Nope. It's come a long way from its origins, and is still mutating. Last month saw innovation from AtaK, who opted to cut the Leeroy Combo in favor of running Malygos and Sinister Strikes as his finisher of choice, thereby bypassing the vulnerability to Taunts. Malygos is often cited as a sub-par Legendary because it can't instantly effect the board when it's played—but because you can keep him safe with Conceal, and use expensive spells on the same turn with Prepartion, Malygos is a devastatingly powerful card.
AtaK also pioneered running Earthen Ring Farseers and Azure Drakes over the trusty Acolytes of Pain and Loot Hoarders on the basis that having some form of board presence is always likely to improve your odds. There's also been a resurgence of regular Leeroy-style Miracle Rogue's, but running the same basic package as AtaK with Earthen Rings and Azure Drakes. Generally most decks also ran both Edwin and Leeroy to assure they would have some form of win condition in the event of failing to draw an Auctioneer. You can see a typical list on the right hand side of this page, which was put together by Tidesoftime. (Read more about it here .)
Any tips on how I should play it?
I won't lie to you, this is a very complicated deck to play and it will take time to master. (Which is another reason it isn't widespread on the lower ranks of the ladder.) It requires you to make a lot of quick decisions, often right up to the timer, in order to deal maximum damage.
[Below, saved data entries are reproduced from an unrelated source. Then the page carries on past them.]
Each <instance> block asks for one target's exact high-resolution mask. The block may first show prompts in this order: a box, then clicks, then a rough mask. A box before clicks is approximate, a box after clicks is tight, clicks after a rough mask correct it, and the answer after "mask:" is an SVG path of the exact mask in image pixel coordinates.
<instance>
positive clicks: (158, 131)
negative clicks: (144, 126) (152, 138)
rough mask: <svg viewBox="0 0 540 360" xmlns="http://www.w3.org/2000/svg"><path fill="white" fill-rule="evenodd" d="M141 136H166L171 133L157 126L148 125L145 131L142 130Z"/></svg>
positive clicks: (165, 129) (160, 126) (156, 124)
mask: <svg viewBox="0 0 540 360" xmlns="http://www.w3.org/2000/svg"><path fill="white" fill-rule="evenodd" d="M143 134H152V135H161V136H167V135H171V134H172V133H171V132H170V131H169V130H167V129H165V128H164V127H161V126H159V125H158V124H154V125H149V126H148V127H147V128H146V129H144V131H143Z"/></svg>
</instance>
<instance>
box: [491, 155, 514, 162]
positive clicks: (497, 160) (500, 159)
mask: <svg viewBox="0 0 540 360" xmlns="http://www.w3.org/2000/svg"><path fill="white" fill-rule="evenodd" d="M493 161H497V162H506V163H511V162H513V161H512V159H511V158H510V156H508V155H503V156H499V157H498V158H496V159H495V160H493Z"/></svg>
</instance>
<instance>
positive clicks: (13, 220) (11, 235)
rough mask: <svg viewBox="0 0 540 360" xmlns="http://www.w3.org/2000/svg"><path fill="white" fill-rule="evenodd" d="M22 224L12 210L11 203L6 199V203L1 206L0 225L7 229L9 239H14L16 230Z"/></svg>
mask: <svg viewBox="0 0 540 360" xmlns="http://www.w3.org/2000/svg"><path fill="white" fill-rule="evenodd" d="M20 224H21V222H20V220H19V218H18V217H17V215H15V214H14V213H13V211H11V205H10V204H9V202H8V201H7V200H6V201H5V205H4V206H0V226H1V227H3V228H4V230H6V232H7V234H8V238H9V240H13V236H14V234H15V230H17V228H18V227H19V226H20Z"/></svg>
Generally, you want to play your Edwin VanCleef early to both limit his exposure to hard removal and put your opponent on a fast 'clock'. However, don't invest too many cards buffing him in this—you don't want to use two Shadowsteps to get a huge VanCleef, only to have him eat a Deadly Shot.
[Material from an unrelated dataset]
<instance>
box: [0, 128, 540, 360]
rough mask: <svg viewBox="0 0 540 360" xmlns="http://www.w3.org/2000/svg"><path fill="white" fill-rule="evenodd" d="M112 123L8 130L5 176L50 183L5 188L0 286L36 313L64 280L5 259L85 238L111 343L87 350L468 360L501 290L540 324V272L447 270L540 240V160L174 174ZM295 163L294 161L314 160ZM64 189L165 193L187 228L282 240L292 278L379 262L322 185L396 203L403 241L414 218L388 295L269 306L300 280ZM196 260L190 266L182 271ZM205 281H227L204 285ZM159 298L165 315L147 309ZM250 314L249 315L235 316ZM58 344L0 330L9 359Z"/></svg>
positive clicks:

What should I keep in my opening hand?
Mulligan aggressively for Deadly Poisons, Backstabs, Loot Hoarders, and Auctioneers. Auctioneer should always be kept in your opening hand, and in fact, I tend to aggressively mulligan for him in most match-ups—even throwing back Deadly Poisons if I'm not against an aggressive class like Warlock, Hunter or Mage.
Wow, this deck is expensive!
Yes, Miracle Rogue isn't cheap, and it becomes a lot less effective if you try to use budget replacements. However, you can sub out Edwin VanCleef for a Mana Addict (you should run two Conceals in this case), while Bloodmage Thalnos can be replaced by a Kobold Geomancer . And although it will greatly impact the deck's effectiveness, Leeroy can be replaced by Arcane Golem . The other Rares and Epics in the deck are irreplaceable.
I hope you enjoyed reading about the wondrous Miracle Rogue. Remember, while copying decklists in their entirety can certainly win you games, it's often better to adjust the deck to common themes or elements in the current metagame. For example, right now I'd say most decks should be running some form of weapon removal as Shaman is making a strong comeback due to the popularity of Handlock and the utter absence of Hunter. As always, this is Vincent Sarius, and the pleasure was mine!